Inventory. Yes, I know you are all tired of hearing about it, but this is where the real problem exists. Of the 225 Active and Under Contract homes listed in this report, there are only 73 that are listed as Active. Of those active, there are 33 homes that are new construction and not even built yet. This gives us exactly 40 single family homes for sale in Longmont and one of them is condemned. This extremely low inventory is what is holding us back from bigger sales totals so far this year. Thankfully, I’ve seen a number of homes get listed in the last two weeks. Those homes are just extinguishing the leftover demand from last fall and over the winter. It isn’t enough to sustain us going into the summer. One note on the recent listings…at least half of the ones I’ve seen come on the market in the past two weeks were listed by out of town brokers…. hmmm.


February 2016 Longmont Area Stats
Click here for .pdf file

I hope you like my cool new bubble graph. It’s a total pain to make, but I like the way it shows the data. Those bubbles correspond to a town and it’s average price increase (or decrease) from 2014 to 2015. Longmont had the 2nd highest average price increase for single family homes in the 12 towns listed. That’s kind of amazing. What’s even more amazing is that two towns – Dacono and Frederick – actually had negative numbers. Please, I beg of you, don’t go out and tell everyone I said the price of homes is falling in these two towns. All it takes is a high number of doublewides sold in the Glens of Dacono for record high prices (in the Glens) to bring Dacono’s average down. Those people are taking advantage of rising prices, but those prices just happen to be at the low end of the spectrum. An average points more to where the activity is in a market, NOT an overall measurement of value for an area. What you could say is that there are probably more value priced homes available in these area and you could direct your buyers there instead of the high prices in Lafayette and Louisville.

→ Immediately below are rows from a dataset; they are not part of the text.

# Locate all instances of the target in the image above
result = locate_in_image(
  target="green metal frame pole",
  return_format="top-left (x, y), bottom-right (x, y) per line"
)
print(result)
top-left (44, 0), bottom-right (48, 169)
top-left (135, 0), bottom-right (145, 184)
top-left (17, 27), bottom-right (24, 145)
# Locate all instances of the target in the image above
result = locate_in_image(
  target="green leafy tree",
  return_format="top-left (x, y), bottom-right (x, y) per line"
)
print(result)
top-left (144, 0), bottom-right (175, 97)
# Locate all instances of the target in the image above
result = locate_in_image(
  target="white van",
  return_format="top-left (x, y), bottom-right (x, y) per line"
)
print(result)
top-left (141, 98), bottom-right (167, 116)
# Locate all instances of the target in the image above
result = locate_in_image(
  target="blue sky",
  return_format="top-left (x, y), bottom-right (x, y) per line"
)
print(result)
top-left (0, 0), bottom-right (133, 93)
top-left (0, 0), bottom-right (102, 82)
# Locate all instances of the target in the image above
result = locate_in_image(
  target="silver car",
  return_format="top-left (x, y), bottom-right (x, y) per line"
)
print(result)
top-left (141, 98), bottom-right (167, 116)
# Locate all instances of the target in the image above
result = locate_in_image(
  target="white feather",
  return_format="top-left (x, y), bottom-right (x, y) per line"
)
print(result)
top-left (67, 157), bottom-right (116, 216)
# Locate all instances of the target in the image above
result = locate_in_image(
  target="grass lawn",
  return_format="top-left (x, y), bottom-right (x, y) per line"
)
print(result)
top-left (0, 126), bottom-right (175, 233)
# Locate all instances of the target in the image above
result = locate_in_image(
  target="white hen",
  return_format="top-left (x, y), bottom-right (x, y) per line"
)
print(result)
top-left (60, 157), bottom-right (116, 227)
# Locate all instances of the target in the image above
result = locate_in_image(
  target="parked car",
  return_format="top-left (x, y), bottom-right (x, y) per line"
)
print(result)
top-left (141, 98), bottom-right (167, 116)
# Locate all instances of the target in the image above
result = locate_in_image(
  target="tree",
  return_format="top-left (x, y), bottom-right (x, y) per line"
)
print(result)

Now, since you will all ask for it… here is the data behind the cool bubble graph. These are just single family detached homes in each town.

City 2014 2015 %Change
Boulder $864,639 $963,556 11.44%
Longmont $306,144 $340,215 11.12%
Erie $438,188 $450,290 2.76%
Loveland $313,631 $321,442 2.49%
Firestone $311,775 $319,401 2.44%
Superior $555,936 $568,701 2.29%
Mead $355,575 $362,022 1.81%
Louisville $553,016 $561,338 1.50%
Lafayette $476,691 $482,393 1.19%
Berthoud $385,934 $386,681 0.19%
Frederick $318,542 $317,543 -0.31%
Dacono $269,462 $260,034 -3.49%

One last interesting thing I found in my research for this project (The project is to update the Home Affordability Study I did for LAR and the City of Longmont last year.): of all 12 towns listed in this report, as of 3/3/16, there was just ONE attached unit active for under $150k. Guess were it was… Boulder. It was a permanently affordable shoebox listed at $113k. We need a construction defects ordinance in this town, and all surrounding towns, to get condo construction back on track in order to create lower priced options for these buyers that each of you have sitting on the sidelines right now.